Изучив в бухгалтерии трофимовского Общества охотников квитанции об оплате за охоту, он заметил чем-то знакомое имя – Фрэнк Макханс. Немедленно созвонившись с Главком, Лев узнал о том, что пару лет назад этот тип, уже не первый раз приезжавший в тогда еще СССР, очень сильно засветился на скупке старинных икон. Его как-то раз задержали с незадекларированным грузом антиквариата, и он запросто мог сесть, но неведомым образом ему удалось выкрутиться, и он отделался лишь легким испугом. И вот теперь этот американец приехал снова. И, скорее всего, вовсе не поохотиться, а чтобы вновь провернуть аферу с вывозом за рубеж культурного достояния России.
Знакомясь с егерями, Гуров неожиданно увидел чем-то очень знакомое лицо. И тут он все понял: егерь был копией одного из бывших служек храма, которого год назад выставили с работы за пьянку и разврат. Несмотря на протесты егеря, он повез его с собой в Пестрово, где провел очную ставку со служкой-выпивохой. Тот оказался двоюродным братом егеря, да еще и «главной скрипкой» во всей этой истории с кражей из церкви.
Сопровождая на охоте американца, который, кстати, неплохо владел русским языком, егерь очень быстро сошелся с ним «на короткой ноге» и, узнав о том, что тур-охотника куда больше, чем дичь, интересует кое-что иное, замыслил кражу. Он съездил в Пестрово к своему брату и предложил тому на пару провернуть «клевое дельце». Тот сначала отказывался, но когда узнал, сколько предлагает Макханс, немедленно согласился. Пораскинув мозгами, браться придумали план кражи.

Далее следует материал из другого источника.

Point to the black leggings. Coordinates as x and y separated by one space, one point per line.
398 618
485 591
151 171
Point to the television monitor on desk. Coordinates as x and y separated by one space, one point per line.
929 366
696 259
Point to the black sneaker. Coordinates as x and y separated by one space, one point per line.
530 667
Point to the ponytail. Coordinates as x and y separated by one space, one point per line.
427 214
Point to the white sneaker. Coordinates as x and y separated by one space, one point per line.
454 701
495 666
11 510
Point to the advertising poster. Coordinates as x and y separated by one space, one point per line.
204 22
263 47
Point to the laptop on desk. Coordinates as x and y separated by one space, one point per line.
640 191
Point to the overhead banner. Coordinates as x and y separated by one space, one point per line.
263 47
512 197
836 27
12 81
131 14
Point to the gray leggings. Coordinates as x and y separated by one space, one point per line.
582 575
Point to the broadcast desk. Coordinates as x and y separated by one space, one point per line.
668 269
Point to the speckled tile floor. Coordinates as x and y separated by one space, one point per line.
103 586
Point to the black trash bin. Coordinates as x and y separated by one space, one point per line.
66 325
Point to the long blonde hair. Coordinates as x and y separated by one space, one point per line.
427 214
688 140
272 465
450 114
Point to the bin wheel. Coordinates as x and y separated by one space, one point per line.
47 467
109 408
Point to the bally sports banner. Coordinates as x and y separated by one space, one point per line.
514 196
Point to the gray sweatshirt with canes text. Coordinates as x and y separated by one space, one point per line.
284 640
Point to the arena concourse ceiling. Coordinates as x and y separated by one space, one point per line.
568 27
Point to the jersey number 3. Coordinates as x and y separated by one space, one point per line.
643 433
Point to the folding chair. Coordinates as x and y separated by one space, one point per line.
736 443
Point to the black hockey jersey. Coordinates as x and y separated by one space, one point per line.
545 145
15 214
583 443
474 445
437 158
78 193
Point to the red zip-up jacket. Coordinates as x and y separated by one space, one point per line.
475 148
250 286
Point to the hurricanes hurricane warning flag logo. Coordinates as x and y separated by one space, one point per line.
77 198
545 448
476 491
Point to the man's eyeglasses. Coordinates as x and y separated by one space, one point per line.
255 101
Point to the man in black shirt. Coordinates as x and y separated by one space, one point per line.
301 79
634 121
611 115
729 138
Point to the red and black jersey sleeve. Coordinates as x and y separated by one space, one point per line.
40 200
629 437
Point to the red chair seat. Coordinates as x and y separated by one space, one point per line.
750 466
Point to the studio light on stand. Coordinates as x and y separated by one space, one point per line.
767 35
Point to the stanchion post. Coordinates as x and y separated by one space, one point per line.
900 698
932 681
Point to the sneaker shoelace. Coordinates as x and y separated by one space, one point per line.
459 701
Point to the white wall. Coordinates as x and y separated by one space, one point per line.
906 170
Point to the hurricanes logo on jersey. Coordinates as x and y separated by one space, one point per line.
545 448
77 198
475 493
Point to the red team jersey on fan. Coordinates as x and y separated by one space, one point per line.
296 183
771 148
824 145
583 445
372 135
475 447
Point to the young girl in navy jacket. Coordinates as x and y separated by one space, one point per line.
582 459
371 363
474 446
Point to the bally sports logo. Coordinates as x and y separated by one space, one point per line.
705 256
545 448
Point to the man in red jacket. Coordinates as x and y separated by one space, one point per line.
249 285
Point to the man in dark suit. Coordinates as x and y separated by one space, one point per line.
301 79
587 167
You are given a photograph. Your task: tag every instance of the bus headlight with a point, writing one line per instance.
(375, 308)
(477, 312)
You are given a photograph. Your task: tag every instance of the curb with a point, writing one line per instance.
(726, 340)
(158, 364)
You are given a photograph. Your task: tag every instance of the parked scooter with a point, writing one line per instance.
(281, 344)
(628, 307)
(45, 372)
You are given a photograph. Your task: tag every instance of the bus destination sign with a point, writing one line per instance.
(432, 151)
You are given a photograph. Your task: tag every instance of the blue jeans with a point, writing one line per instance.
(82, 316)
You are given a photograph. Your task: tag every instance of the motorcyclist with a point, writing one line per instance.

Поскольку экс-служка хорошо знал, как в храме отключается сигнализация, к тому же, у него имелся дубликат ключа от входной двери («Ну, как-то так, случайно завалялся…»), работу по выносу ценностей из церкви он взял на себя. В день кражи егерь, тайком прибыв в Пестрово, нарядился в одежду своего брата и на его же машине, демонстративно отправился в Москву «по делам». В дороге он специально допустил незначительное нарушение скорости, из-за чего его остановили гаишники и выписали штраф. Приехав в столицу, егерь под видом своего брата ходил, искал самые разные покупки, специально поссорившись с несколькими кассирами, чтобы его гарантированно запомнили.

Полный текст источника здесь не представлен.